Village Pillage is all about trying to read your opponent, if you are playing too obviously then you will be thwarted at every turn by an observant opponent. I really appreciated that the game can swing wildly to your favour if you can guess your enemies move for a couple of turns in a row. I have to say that we do not typically enjoy games which have such a focus on aggressively trying to outplay each other, but Village Pillage is so fast paced that it's an exception, even the worse setbacks only take a couple of good turns to put right so it's hard to feel victimized.

Village Pillage is a game that focuses on core fun gameplay, and then added a few extra twists in the on top. Each game will be different due to different cards being available, but fundamentally the cards all function the same way. While some green cards may be better when your opponent plays a wall, and others when your opponent plays a merchant, they all produced turnips that's what green cards do. If you are looking for a new filler card game I really recommend looking at VIllage Pillage when the kickstarter launches.

Fi’s Final Thoughts

Village Pillage is, at its heart, a rock, paper, scissors style game where you simultaneously select and action, reveal and then some cards will annul or affect others and the order in which they trigger will become important. However, the way in which the cards interact is really interesting and well though out. It's typically only the raiders that can be cancelled entirely if the other player correctly times their defensive move. In the two player game, the timing and prediction element is all the more important as you're forced to think two turns ahead, not just about your current turn - you can make a few deductions to help you along the way.

The game would've been solid with just the hand of four cards you start with at the beginning of the game, but in addition, some deck-building has been added so that you can hire extra villagers into your deck, often with slightly more powerful abilities. The key to hiring more people for me is actually in the flexibility it gives you in the two player game, meaning you could play two raiders or two merchants at once, perhaps as a back up plan.

There is always a risk with this style of game that I will get annoyed when I'm being attacked by another player, but in Village Pillage, although the antagonism exists, it seems to exist as part of a quick back and forth that I'm too busy puzzling about to be too concerned when I'm attacked. I'm far more concerned with how I'll get them back or the new opportunities I have as a result.
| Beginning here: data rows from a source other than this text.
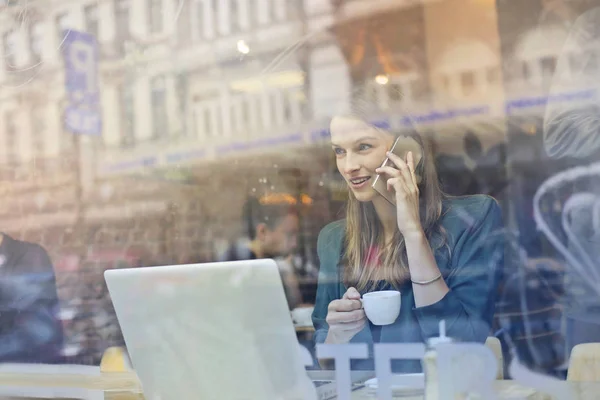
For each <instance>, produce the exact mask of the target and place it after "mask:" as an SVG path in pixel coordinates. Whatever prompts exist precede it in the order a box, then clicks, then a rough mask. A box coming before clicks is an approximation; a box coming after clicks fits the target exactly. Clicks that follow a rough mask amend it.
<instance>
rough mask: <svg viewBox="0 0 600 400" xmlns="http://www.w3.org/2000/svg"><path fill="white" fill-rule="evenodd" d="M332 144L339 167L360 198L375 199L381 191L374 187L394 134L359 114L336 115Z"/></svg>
mask: <svg viewBox="0 0 600 400" xmlns="http://www.w3.org/2000/svg"><path fill="white" fill-rule="evenodd" d="M330 132H331V146H332V148H333V152H334V153H335V157H336V163H337V167H338V171H340V174H342V176H343V177H344V179H345V180H346V182H347V183H348V186H349V187H350V190H352V193H354V196H355V197H356V199H357V200H358V201H372V200H373V199H374V198H376V197H377V196H379V194H378V193H377V192H376V191H375V189H373V188H372V187H371V185H372V184H373V181H374V180H375V177H376V176H377V174H376V173H375V169H377V168H379V167H380V166H381V164H382V163H383V161H384V160H385V158H386V152H387V151H388V150H389V149H390V148H391V147H392V144H393V143H394V136H393V135H392V134H390V133H388V132H385V131H382V130H379V129H377V128H375V127H373V126H370V125H369V124H367V123H365V122H364V121H361V120H359V119H356V118H351V117H335V118H333V120H332V121H331V126H330Z"/></svg>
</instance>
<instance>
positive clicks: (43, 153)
mask: <svg viewBox="0 0 600 400" xmlns="http://www.w3.org/2000/svg"><path fill="white" fill-rule="evenodd" d="M45 111H46V110H45V108H44V107H42V106H36V107H34V108H33V109H32V110H31V127H32V132H31V146H32V150H33V155H34V156H35V157H36V158H43V157H44V155H45V151H46V145H45V136H46V118H45V117H46V116H45Z"/></svg>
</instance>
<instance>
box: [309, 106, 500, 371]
mask: <svg viewBox="0 0 600 400" xmlns="http://www.w3.org/2000/svg"><path fill="white" fill-rule="evenodd" d="M365 120H366V119H363V118H360V117H355V116H348V117H335V118H333V120H332V122H331V126H330V131H331V145H332V149H333V152H334V153H335V156H336V163H337V167H338V170H339V172H340V174H341V175H342V176H343V177H344V179H345V180H346V182H347V184H348V187H349V189H350V190H349V199H348V204H347V211H346V219H345V220H341V221H336V222H333V223H331V224H329V225H327V226H325V227H324V228H323V229H322V230H321V233H320V234H319V238H318V254H319V260H320V263H321V266H320V267H321V270H320V275H319V283H318V289H317V301H316V304H315V309H314V313H313V323H314V326H315V330H316V332H315V341H316V343H328V344H345V343H349V342H351V343H367V344H368V345H370V346H371V345H373V344H374V343H418V342H425V341H426V340H428V339H429V338H431V337H434V336H438V334H439V329H438V327H439V322H440V321H441V320H445V321H446V323H447V327H448V328H447V333H448V335H449V336H451V337H453V338H456V339H457V340H459V341H467V342H480V343H484V342H485V340H486V339H487V337H488V336H489V335H490V334H491V326H492V320H493V316H494V307H495V302H496V293H497V286H498V282H499V280H500V277H501V268H502V266H503V260H504V247H503V242H502V241H501V240H488V238H489V237H490V235H492V234H494V233H495V232H498V231H501V230H502V229H503V222H502V215H501V210H500V207H499V206H498V204H497V202H496V201H495V200H494V199H493V198H492V197H489V196H482V195H475V196H463V197H449V196H446V195H445V194H444V193H443V192H442V191H441V189H440V187H439V182H438V176H437V172H436V170H435V165H434V163H433V159H432V155H431V151H430V148H429V147H428V145H427V144H426V142H424V141H423V139H422V138H421V136H420V135H419V134H418V133H417V132H416V131H415V130H411V131H405V132H399V133H394V132H391V131H388V130H383V129H379V128H376V127H374V126H372V125H370V124H368V123H367V122H365ZM399 136H400V137H401V139H402V142H401V143H402V144H401V146H403V148H402V149H400V150H401V151H400V152H398V154H404V156H399V155H397V154H393V153H390V152H389V150H390V148H391V147H392V144H393V143H394V141H395V139H396V138H398V137H399ZM404 147H405V148H404ZM416 151H418V152H420V153H421V155H420V156H416V155H415V154H416V153H415V152H416ZM386 157H389V159H390V161H391V162H390V163H388V165H387V166H385V167H383V168H382V167H381V166H382V163H383V161H384V160H385V159H386ZM417 158H419V159H420V161H419V162H416V163H415V159H417ZM378 174H379V175H381V177H382V178H383V179H384V180H385V181H384V182H386V186H387V190H388V191H389V192H391V193H393V194H394V196H393V197H394V199H395V204H393V203H392V201H388V200H387V199H386V198H384V197H383V196H382V195H381V194H379V193H378V192H377V191H376V190H375V189H373V187H372V184H373V181H374V179H375V177H376V176H377V175H378ZM381 290H398V291H400V292H401V296H402V297H401V298H402V299H401V309H400V314H399V316H398V317H397V319H396V321H395V322H394V323H392V324H390V325H385V326H377V325H374V324H372V323H371V322H370V321H368V320H367V319H366V315H365V311H364V309H363V308H362V303H361V296H362V295H363V294H365V293H368V292H374V291H381ZM370 354H373V350H372V348H371V351H370ZM320 361H321V364H322V365H324V366H326V367H327V366H328V365H329V360H320ZM351 363H352V368H353V369H366V370H372V369H374V360H373V359H372V358H371V359H368V360H352V362H351ZM392 370H393V371H394V372H396V373H400V372H420V371H421V370H422V367H421V363H420V361H417V360H394V361H392Z"/></svg>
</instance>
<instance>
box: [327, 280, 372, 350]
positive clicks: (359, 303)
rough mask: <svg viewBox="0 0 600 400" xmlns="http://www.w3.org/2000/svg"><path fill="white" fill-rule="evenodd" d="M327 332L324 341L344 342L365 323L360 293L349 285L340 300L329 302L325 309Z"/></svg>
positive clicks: (345, 342)
mask: <svg viewBox="0 0 600 400" xmlns="http://www.w3.org/2000/svg"><path fill="white" fill-rule="evenodd" d="M326 321H327V324H328V325H329V332H328V333H327V338H326V339H325V343H328V344H344V343H348V342H349V341H350V339H352V338H353V337H354V335H356V334H357V333H358V332H360V331H361V330H362V329H363V328H364V326H365V324H366V323H367V317H366V315H365V310H363V308H362V302H361V301H360V293H358V290H356V289H355V288H353V287H351V288H350V289H348V290H347V291H346V293H344V296H343V297H342V299H341V300H334V301H332V302H331V303H329V308H328V310H327V318H326Z"/></svg>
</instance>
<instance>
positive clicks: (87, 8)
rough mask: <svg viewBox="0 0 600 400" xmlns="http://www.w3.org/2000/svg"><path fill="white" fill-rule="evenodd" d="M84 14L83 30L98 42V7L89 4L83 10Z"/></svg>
mask: <svg viewBox="0 0 600 400" xmlns="http://www.w3.org/2000/svg"><path fill="white" fill-rule="evenodd" d="M83 12H84V14H85V29H86V30H87V33H89V34H91V35H93V36H94V37H95V38H96V40H98V39H97V38H98V6H97V5H95V4H91V5H89V6H86V7H85V8H84V9H83Z"/></svg>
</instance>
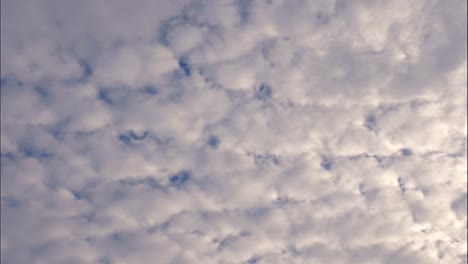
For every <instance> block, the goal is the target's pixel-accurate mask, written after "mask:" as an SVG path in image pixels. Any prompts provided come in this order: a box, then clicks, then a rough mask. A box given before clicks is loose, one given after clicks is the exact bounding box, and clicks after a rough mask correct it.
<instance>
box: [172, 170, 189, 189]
mask: <svg viewBox="0 0 468 264" xmlns="http://www.w3.org/2000/svg"><path fill="white" fill-rule="evenodd" d="M190 177H191V174H190V172H189V171H185V170H184V171H181V172H178V173H177V174H174V175H172V176H170V177H169V181H170V182H171V183H172V184H173V185H175V186H181V185H183V184H185V183H186V182H188V181H189V180H190Z"/></svg>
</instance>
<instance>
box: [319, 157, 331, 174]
mask: <svg viewBox="0 0 468 264" xmlns="http://www.w3.org/2000/svg"><path fill="white" fill-rule="evenodd" d="M333 165H334V164H333V160H331V159H330V158H327V157H323V158H322V161H321V162H320V166H321V167H322V168H323V169H324V170H327V171H330V170H332V169H333Z"/></svg>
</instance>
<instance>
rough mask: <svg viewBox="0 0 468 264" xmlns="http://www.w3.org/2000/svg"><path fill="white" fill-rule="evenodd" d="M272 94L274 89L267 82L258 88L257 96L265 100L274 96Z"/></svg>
mask: <svg viewBox="0 0 468 264" xmlns="http://www.w3.org/2000/svg"><path fill="white" fill-rule="evenodd" d="M272 94H273V89H271V86H270V85H268V84H266V83H262V84H261V85H260V87H259V88H258V90H257V91H256V92H255V98H257V99H258V100H261V101H264V100H268V99H270V98H271V97H272Z"/></svg>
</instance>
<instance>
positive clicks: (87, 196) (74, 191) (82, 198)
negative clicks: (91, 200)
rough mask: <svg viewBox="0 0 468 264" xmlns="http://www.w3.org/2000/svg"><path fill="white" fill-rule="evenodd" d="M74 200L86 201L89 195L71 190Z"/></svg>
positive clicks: (87, 193)
mask: <svg viewBox="0 0 468 264" xmlns="http://www.w3.org/2000/svg"><path fill="white" fill-rule="evenodd" d="M71 192H72V194H73V196H74V197H75V199H77V200H88V199H89V194H88V193H86V192H84V191H77V190H72V191H71Z"/></svg>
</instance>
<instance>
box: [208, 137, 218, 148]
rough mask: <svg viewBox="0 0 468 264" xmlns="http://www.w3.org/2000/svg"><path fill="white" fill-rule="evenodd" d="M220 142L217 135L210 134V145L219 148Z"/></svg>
mask: <svg viewBox="0 0 468 264" xmlns="http://www.w3.org/2000/svg"><path fill="white" fill-rule="evenodd" d="M219 143H220V140H219V138H218V137H216V136H210V137H209V138H208V145H209V146H210V147H212V148H217V147H218V145H219Z"/></svg>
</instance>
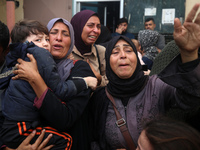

I'm excited to check out the Kickstarter campaign for Village Pillage and interested to try it with more players in the future. That said, I'd be happy to keep this one as a two-player game - I think the variant is fantastically well done.

The Good
  • The game is quick but with lots of interesting decisions.
  • The two player variant is really well thought out.
  • The game has great artwork with a great sense of humour.
The Bad
  • In multiplayer games you'll only really be playing with the two people on either side of you at the table.
  • The game is about reading people, but you could win the game with a lucky guess.
  • There is a 'take-that' element where you will deprive an opponent of turnips at the moment they were going to buy a relic and some people will find this annoying.
The Verdict
7/10 Village Pillage is a rare thing - a take-that game that we enjoy. With two players you're really challenged to out maneuver your opponent and the deck-building just adds another layer of interesting tactics to the game.